De tous nos sens, le plus ignoré, l’odorat souvent méprisé, parfois réprimé, joue un rôle essentiel dans notre vie, tant privée que publique. Nous sommes affectés par les « mauvaises » odeurs des autres et celles de notre environnement. Le langage olfactif est un moyen de communication silencieux, invisible. Nous recevons dès l’enfance des messages olfactifs qui éduqués, conditionnent notre perception du monde extérieur : les dangers (gaz), les plaisirs (parfum de fleurs)… Des sociologues de l’université de Californie ont montré dans les années 1960 que des personnes-stimuli parfumées et envoyées dans un parc de jeux repoussaient ceux qui se trouvaient dans leur voisinage, désir inconscient de protéger leur espace personnel des stimulations olfactives émanant de personnes inconnues. Ce comportement ressemble beaucoup à celui des animaux quand on introduit un membre étranger à l’espèce. On retrouve dans la langue « vulgaire » des expressions qui traduisent cet état d’esprit. Par exemple, lorsqu’un individu est pénible et qu’on veut le tenir à l’écart, on dit que c’est un type « puant » et si cela s’aggrave on dit que c’est un « fumier » !!! Notre type de société n’admet pas les odeurs corporelles, la mauvaise haleine… La publicité le prouve par l’abondance de déodorants corporels présentés. Le comble de l’impolitesse est de lâcher un pet en public.
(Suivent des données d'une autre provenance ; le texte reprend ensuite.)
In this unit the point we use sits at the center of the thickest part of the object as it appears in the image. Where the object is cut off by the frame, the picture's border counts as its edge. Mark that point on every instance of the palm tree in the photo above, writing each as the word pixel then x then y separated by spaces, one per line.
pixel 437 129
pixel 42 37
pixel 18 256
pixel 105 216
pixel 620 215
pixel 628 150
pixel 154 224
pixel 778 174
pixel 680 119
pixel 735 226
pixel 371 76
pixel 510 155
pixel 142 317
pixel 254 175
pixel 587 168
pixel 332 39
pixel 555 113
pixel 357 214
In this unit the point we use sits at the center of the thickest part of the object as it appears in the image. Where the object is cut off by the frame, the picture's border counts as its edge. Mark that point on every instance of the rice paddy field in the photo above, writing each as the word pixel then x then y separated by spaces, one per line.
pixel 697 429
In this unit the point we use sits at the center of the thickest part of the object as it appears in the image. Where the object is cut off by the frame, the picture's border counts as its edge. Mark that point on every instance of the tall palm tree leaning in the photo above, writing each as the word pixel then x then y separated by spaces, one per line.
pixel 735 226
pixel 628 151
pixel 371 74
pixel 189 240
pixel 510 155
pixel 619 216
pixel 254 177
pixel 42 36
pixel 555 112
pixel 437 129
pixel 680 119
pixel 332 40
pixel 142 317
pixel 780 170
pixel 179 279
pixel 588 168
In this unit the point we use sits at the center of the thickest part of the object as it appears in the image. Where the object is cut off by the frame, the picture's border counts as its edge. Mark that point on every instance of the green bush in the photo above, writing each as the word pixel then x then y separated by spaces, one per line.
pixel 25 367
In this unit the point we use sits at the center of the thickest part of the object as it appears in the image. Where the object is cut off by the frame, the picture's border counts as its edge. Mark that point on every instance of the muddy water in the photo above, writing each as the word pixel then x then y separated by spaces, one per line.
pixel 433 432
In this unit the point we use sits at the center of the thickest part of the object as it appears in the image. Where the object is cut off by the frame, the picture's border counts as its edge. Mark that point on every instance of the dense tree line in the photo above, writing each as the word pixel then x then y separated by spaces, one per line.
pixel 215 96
Les sociologues appellent cela « le tabou du pet ». On constate aussi une tendance à la standardisation des stimuli chez les enfants et les adolescents : les odeurs corporelles naturelles sont camouflées par les déodorants à la mode et les goûts culinaires semblent s’uniformiser sous l’influence de substances sucrées comme le ketchup et le coca-cola. Dans le domaine de la gustation, nous remarquons que nous ne mangeons pas toujours pour vivre mais pour une autre foule de raisons. Un repas pris ensemble, par exemple, peut donner une excellente occasion de contact social (déjeuner d’affaires, dîners mondains). Savoir goûter toutes sortes de plats exotiques, simples ou très élaborés, éveille le goût en développant harmonieusement la sensibilité, ce qui fera de nous et des enfants, des êtres épanouis et ouverts à toutes les cultures. Le goût comme l’odorat est précisé par une cascade de règles socio-culturelles qui vont conditionner le caractère agréable ou désagréable de ce que l’on mange.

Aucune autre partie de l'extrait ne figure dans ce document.